If a court finds that the credit provider was reckless in allowing the consumer to become over indebted, or if the credit provider did not ensure that the consumer understood what his obligations were in terms of the credit arrangement, the court will declare part of the debt or the total debt as reckless.
If a court declares a debt reckless, then
. the contract is cancelled immediately
. all the rights of the credit provider are ceded to the state
. all monies paid by the consumer must be refunded to the consumer, together with interest.
This does not mean that the consumer walks away scot-free. The account must still be paid- only it is paid to the state and not to the credit provider who is being penalized for being reckless.
On the other hand, the debt counsellor may find that the credit provider was not reckless and that the consumer was not over indebted at the time of entering into the contract, but that the consumer has become over indebted since the contract was entered into. In this case the debt counsellor may request that all credit providers co-operate to restructure the debts of the consumer.
Remember one important thing: while the consumer is consulting the debt counsellor, or while the consumer’s debts are being restructured, no action can be taken against the consumer. But, the consumer may not enter into other credit agreement- except a consolidation agreement- until such time that the debt counsellor has given the consumer a clearance certificate indicating that all debts owing by the consumer have been settled in terms of the restructuring agreement with the credit providers.
Nothing stops a credit provider from taking action to recover outstanding debts in the Magistrate’s Court on condition that the 20 business days notice period has been given. Once proceedings in the Magistrate’s Court start, the consumer may longer
Approach a debt counsellor for assistance.
After the credit provider has advised the consumer to consult with a debt counsellor and the counsellor does not advise restructuring of the debt, and the period of 20 business days’ notice has expired, the credit provider can proceed in the magistrate’s Court.
Before the credit provider can repossess any goods purchased on an instalment agreement, a court order must be obtained, or the consumer must be voluntarily surrender the goods to the credit provider. Note that this voluntary surrender may not be obtained in advance of default.
Goods may not be repossessed by the credit provider or by an agent of the credit provider. The credit provider may not request power of attorney from the consumer authorizing the credit provider to enter the premises of the consumer with the purpose of repossession must be undertaken by an officer of the court.
The maximum interest that may be charged on any overdue account or any account, on which the payment has been deferred, is prescribed by the Act. The method of calculation is as follows:
Interest = P x R x T
P = the principle amount that is deferred
R = the repurchase rate (RR) of the SA Reserve Bank
Multiplied by 2.2 plus a prescribed factor
T = the number of periods
The prescribed factors are as follows (as at 1 June 2007)

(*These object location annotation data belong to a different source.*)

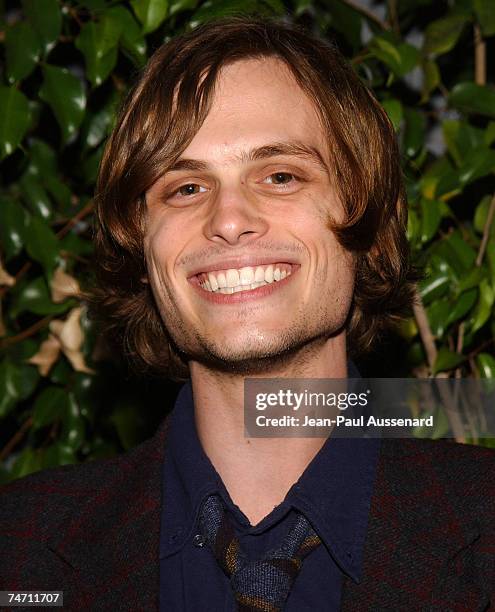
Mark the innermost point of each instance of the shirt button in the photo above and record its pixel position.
(199, 540)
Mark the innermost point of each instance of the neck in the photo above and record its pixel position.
(258, 472)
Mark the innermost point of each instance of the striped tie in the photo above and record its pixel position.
(263, 585)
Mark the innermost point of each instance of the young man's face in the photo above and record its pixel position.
(248, 201)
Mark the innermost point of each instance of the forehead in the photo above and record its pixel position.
(256, 101)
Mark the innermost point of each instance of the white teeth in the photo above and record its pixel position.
(259, 275)
(232, 278)
(269, 274)
(222, 281)
(213, 282)
(246, 276)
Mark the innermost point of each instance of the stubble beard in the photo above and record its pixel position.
(266, 354)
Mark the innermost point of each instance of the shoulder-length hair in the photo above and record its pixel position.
(160, 116)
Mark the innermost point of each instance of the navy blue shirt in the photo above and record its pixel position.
(333, 493)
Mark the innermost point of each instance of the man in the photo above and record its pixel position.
(251, 222)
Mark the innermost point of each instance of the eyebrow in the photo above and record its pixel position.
(293, 149)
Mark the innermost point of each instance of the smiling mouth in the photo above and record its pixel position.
(243, 279)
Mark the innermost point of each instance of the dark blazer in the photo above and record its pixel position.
(93, 531)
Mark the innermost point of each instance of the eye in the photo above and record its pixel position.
(280, 178)
(189, 189)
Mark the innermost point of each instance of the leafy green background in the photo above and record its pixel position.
(65, 68)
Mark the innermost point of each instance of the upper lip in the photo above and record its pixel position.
(237, 263)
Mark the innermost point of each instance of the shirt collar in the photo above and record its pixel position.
(334, 492)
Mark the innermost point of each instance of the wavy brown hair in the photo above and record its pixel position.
(160, 116)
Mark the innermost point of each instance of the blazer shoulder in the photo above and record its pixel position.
(44, 498)
(463, 473)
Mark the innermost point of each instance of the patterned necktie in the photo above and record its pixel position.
(263, 585)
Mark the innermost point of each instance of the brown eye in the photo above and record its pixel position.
(280, 178)
(189, 189)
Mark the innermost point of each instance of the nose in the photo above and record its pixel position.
(234, 217)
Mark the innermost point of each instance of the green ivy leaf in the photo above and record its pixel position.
(485, 12)
(400, 58)
(413, 138)
(481, 215)
(132, 40)
(13, 221)
(472, 279)
(151, 13)
(431, 78)
(42, 244)
(98, 42)
(73, 429)
(461, 306)
(462, 139)
(35, 196)
(471, 98)
(17, 382)
(437, 313)
(434, 286)
(486, 365)
(65, 95)
(210, 10)
(14, 119)
(393, 108)
(50, 405)
(34, 297)
(483, 308)
(45, 16)
(345, 20)
(27, 462)
(22, 51)
(442, 35)
(447, 360)
(431, 215)
(479, 164)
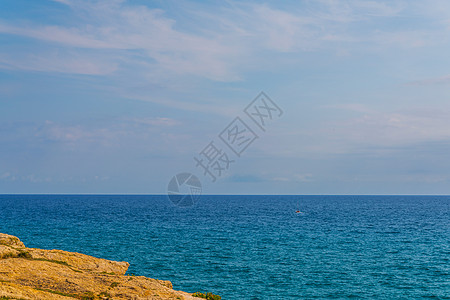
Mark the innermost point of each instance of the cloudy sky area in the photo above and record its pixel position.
(118, 96)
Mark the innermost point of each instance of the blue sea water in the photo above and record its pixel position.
(254, 247)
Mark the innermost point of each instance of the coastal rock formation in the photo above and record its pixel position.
(27, 273)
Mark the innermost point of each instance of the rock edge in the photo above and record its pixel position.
(27, 273)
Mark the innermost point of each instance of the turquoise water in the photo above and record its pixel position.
(254, 247)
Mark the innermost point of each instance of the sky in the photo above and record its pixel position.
(120, 96)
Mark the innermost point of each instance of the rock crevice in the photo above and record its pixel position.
(28, 273)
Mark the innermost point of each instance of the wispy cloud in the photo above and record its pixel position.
(443, 80)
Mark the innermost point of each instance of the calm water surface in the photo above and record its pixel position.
(254, 247)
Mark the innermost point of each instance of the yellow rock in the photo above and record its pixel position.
(27, 273)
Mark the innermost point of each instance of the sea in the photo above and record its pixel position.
(254, 247)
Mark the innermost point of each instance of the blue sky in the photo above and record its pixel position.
(119, 96)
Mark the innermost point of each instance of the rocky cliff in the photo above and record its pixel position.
(27, 273)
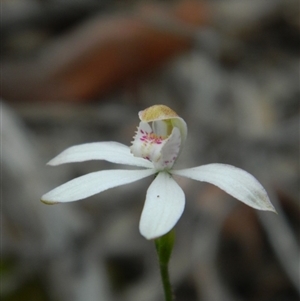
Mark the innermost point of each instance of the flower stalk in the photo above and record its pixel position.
(164, 246)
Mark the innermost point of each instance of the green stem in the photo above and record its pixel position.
(164, 246)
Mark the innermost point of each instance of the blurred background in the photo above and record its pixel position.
(79, 71)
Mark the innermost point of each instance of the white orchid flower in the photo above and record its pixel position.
(158, 142)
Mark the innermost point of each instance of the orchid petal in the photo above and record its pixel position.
(110, 151)
(169, 150)
(235, 181)
(93, 183)
(163, 207)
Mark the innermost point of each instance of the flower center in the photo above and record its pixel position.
(161, 150)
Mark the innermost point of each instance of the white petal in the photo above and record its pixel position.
(93, 183)
(169, 151)
(235, 181)
(110, 151)
(163, 207)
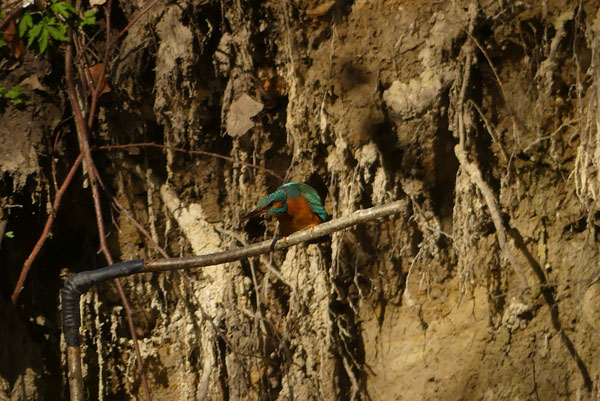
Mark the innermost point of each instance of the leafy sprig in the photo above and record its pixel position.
(43, 25)
(12, 95)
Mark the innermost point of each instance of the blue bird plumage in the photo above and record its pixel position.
(296, 206)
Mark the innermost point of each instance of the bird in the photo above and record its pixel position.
(297, 206)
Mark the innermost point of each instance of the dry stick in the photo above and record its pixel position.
(475, 174)
(81, 282)
(133, 21)
(200, 152)
(97, 87)
(497, 76)
(46, 231)
(93, 176)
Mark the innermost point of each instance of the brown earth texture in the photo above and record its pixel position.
(483, 117)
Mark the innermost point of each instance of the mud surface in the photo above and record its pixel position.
(483, 116)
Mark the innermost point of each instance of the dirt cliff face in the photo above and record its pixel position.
(483, 116)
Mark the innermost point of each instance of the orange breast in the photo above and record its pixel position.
(298, 217)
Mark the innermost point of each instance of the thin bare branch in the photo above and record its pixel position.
(46, 231)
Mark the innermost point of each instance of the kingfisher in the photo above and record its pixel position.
(296, 205)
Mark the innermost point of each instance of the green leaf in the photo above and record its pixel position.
(63, 8)
(43, 40)
(25, 23)
(88, 18)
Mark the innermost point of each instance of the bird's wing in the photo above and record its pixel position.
(314, 201)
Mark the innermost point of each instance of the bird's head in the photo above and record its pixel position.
(274, 203)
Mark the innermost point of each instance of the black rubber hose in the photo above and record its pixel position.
(79, 283)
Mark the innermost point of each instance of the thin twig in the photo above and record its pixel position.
(133, 21)
(82, 135)
(474, 172)
(199, 152)
(46, 231)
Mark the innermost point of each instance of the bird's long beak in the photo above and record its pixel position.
(255, 213)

For a mortgage bond (RR x 2.2) + 5%
Credit facility (RR x 2.2) + 10%
Other credit agreements (RR x 2.2) + 10%
Unsecured credit agreements (RR X 2.2) + 20%
Short term loans 5% per month max 6 months
If you are two months in arrears on your account of R4000 with clothing store
Interest will be calculated as follows (assuming a repo rate of 8, 5%):
Interest = P x R x T
= R4 000 x (8, 5 x 2.2 + 10) % x (2 / 12)
= R4 000 x 28.7% x 2
= R2 296
Interest = R191, 33
Note that this is the maximum rate of interest that may be charged by the credit provider. Also note that interest may not be charged on interest. In other words
Interest may not be compounded.
Finally, bear in mind that the total amount of interest charged on an account may never be more than the principle amount of the debt.